Dans ce cadre, les Etats-Unis partagent avec les forces yéménites des informations sensibles, comme des cartes en 3D, des vidéos ou leurs propres analyses concernant la situation d’Al-Qaïda.

Les Etats-Unis ont reconnu qu’ils apportaient un soutien au Yémen, en termes de renseignement et d’entraînement, mais n’ont jusqu’à présent fourni aucune précision sur leur rôle concernant les offensives menées contre des militants d’Al-Qaïda.

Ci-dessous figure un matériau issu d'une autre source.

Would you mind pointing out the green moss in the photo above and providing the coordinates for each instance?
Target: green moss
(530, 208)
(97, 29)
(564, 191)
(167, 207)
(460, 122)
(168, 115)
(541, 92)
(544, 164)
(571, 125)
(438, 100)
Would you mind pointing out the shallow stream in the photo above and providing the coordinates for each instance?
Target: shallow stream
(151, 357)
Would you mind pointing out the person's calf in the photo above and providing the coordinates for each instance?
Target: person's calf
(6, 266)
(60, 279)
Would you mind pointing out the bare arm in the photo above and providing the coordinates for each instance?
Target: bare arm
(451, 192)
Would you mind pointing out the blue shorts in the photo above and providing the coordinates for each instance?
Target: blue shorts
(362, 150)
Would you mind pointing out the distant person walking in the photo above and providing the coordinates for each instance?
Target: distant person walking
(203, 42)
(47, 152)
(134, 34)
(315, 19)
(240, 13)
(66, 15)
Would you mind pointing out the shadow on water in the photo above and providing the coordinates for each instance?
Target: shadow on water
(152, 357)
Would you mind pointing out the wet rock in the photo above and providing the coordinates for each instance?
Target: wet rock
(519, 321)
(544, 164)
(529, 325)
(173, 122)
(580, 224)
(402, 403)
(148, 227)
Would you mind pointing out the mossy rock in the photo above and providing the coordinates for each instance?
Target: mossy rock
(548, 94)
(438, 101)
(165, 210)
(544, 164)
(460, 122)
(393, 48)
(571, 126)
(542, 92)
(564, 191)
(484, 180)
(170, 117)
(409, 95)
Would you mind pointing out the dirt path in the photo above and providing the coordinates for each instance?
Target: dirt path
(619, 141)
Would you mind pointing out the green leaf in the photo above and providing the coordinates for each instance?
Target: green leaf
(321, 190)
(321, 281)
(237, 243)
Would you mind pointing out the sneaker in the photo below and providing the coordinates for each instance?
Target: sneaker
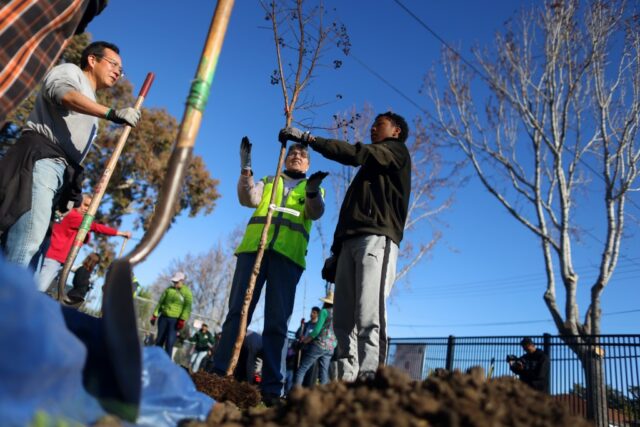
(271, 399)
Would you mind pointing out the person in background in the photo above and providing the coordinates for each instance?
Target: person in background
(305, 328)
(532, 367)
(62, 236)
(321, 342)
(172, 311)
(204, 342)
(82, 279)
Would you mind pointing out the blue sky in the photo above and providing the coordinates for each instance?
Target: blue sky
(486, 275)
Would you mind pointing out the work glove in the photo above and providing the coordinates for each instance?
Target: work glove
(294, 134)
(124, 116)
(314, 181)
(245, 154)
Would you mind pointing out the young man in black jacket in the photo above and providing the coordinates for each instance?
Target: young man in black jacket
(370, 228)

Le Pentagone a refusé mercredi de commenter cet article mais a fait valoir que Washington répondrait présent si le gouvernement yéménite demandait la poursuite, voire le renforcement, du soutien américain, qu’il soit financier ou militaire (formation et renseignement).

"Si le gouvernement yéménite continue à trouver utile (l’aide américaine), nous étudierons les manières de la maintenir, si ce n’est de l’élargir", a déclaré le porte-parole du Pentagone, Geoff Morrell, lors d’une conférence de presse.

Il a en outre salué Sanna pour sa "réponse offensive et vigoureuse à la menace terroriste" sur le sol yéménite.

L’intérêt de Washington pour le Yémen s’est accru depuis l’attentat manqué contre un avion américain le jour de Noël, perpétré par un jeune Nigérian ayant séjourné au Yémen. L’acte a été revendiqué dans un premier temps par Al-Qaïda dans la péninsule arabique (Aqpa), puis par Oussama ben Laden, le chef de l’organisation extrémiste.

Les Etats-Unis et une vingtaine d’autres pays se sont retrouvés mercredi à Londres pour une réunion visant à mieux aider le Yémen à lutter contre la menace d’Al-Qaïda. Les grandes puissances se sont engagées à soutenir le pays en échange d’efforts de bonne gouvernance.